06
Jan
10

Your Adoption Story Is Not Your Child’s Story

Recently I’ve heard a couple of adoptive parents describe two of the highly recommended adoption books as “negative.” (FYI, the books being referred to were Twenty Things Adopted Kids Wish Their Adoptive Parents Knew by Sherrie Eldridge and Beyond Good Intentions by Cheri Register.) And the description bothered me–it seemed harsh, especially when one of the books was written by an adoptee. 

Both books detail some of the hard truths about adoption–loss, trauma, racial issues, etc. And those truths can be difficult to hear, no doubt. But I feel like I’m a better adoptive parent for having read, and taken to heart, those hard truths. So I began thinking about why an adoptive parent would label these books as negative, and I had a light-bulb moment. It’s because adoption is a completely different experience for most adoptive parents and adopted children.
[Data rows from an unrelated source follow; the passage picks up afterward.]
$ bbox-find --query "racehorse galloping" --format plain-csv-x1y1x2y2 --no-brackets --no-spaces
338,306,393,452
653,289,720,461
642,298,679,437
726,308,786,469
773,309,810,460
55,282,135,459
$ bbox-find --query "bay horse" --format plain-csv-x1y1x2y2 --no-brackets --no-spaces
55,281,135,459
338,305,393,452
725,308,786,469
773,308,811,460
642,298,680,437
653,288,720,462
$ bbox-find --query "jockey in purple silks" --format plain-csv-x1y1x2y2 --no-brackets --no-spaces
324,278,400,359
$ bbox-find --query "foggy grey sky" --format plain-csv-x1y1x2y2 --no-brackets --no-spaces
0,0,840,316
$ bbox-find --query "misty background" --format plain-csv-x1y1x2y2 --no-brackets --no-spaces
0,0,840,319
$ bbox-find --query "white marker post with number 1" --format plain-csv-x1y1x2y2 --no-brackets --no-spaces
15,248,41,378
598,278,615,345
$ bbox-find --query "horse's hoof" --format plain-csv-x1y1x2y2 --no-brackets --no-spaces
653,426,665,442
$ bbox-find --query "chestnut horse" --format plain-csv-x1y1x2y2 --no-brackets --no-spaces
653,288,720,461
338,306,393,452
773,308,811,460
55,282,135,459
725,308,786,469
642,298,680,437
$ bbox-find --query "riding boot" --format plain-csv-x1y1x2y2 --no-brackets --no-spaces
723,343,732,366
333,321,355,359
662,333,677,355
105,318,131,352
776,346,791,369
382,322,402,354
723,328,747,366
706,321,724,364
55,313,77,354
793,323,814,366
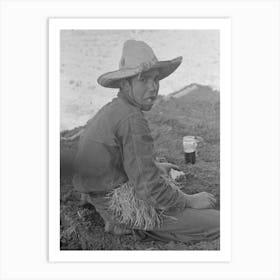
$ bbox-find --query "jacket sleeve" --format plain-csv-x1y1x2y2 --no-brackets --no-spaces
117,113,186,209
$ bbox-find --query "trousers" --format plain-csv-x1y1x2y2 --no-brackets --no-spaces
84,191,220,243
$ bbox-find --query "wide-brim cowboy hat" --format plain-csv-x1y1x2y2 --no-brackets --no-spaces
97,40,183,88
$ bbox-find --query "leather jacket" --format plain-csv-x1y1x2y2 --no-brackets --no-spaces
73,94,186,209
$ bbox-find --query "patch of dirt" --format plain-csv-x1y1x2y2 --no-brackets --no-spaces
60,87,220,250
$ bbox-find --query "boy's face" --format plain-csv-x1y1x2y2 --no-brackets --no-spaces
131,70,159,110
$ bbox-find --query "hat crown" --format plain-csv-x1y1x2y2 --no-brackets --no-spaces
119,40,158,71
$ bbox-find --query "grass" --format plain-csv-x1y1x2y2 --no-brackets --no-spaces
60,85,220,250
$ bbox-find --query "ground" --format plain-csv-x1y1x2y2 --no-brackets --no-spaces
60,85,220,250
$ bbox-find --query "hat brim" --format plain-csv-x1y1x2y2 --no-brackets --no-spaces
97,56,183,88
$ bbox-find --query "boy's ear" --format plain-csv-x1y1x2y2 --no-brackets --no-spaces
120,79,130,90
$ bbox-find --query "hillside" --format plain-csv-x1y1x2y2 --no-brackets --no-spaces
61,84,220,250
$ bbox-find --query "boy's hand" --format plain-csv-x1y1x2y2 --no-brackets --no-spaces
187,192,217,209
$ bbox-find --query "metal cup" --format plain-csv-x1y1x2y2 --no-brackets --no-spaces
183,136,199,164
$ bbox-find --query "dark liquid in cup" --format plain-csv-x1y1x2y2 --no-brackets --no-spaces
185,151,196,164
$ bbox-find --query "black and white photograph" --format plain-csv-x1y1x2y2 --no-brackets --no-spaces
49,18,230,262
0,0,280,280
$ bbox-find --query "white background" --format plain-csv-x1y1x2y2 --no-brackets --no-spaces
0,0,280,279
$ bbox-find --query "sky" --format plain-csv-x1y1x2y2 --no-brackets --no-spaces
60,30,220,130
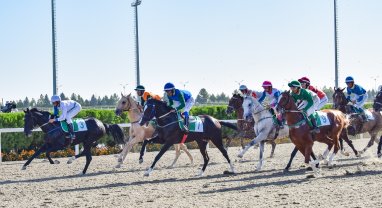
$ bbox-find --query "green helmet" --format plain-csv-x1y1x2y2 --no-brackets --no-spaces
288,80,301,88
135,85,145,91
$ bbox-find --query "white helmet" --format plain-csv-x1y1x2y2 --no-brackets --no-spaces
50,95,61,103
239,85,248,90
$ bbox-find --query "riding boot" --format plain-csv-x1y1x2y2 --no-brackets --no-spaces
309,116,320,134
68,123,76,143
183,116,190,134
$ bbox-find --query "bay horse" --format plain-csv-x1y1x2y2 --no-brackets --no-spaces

For the parents adoption is filled with joy and love. It’s a way to become a parent for the first time or expand a family already filled with the joy of children. It’s the agony of waiting, which is completely forgotten in the elation of meeting your child for the first time. Adoption is a one-time event in the lives of the adoptive parents. They go through the process, finalize the adoption, and it’s done–they’re a family.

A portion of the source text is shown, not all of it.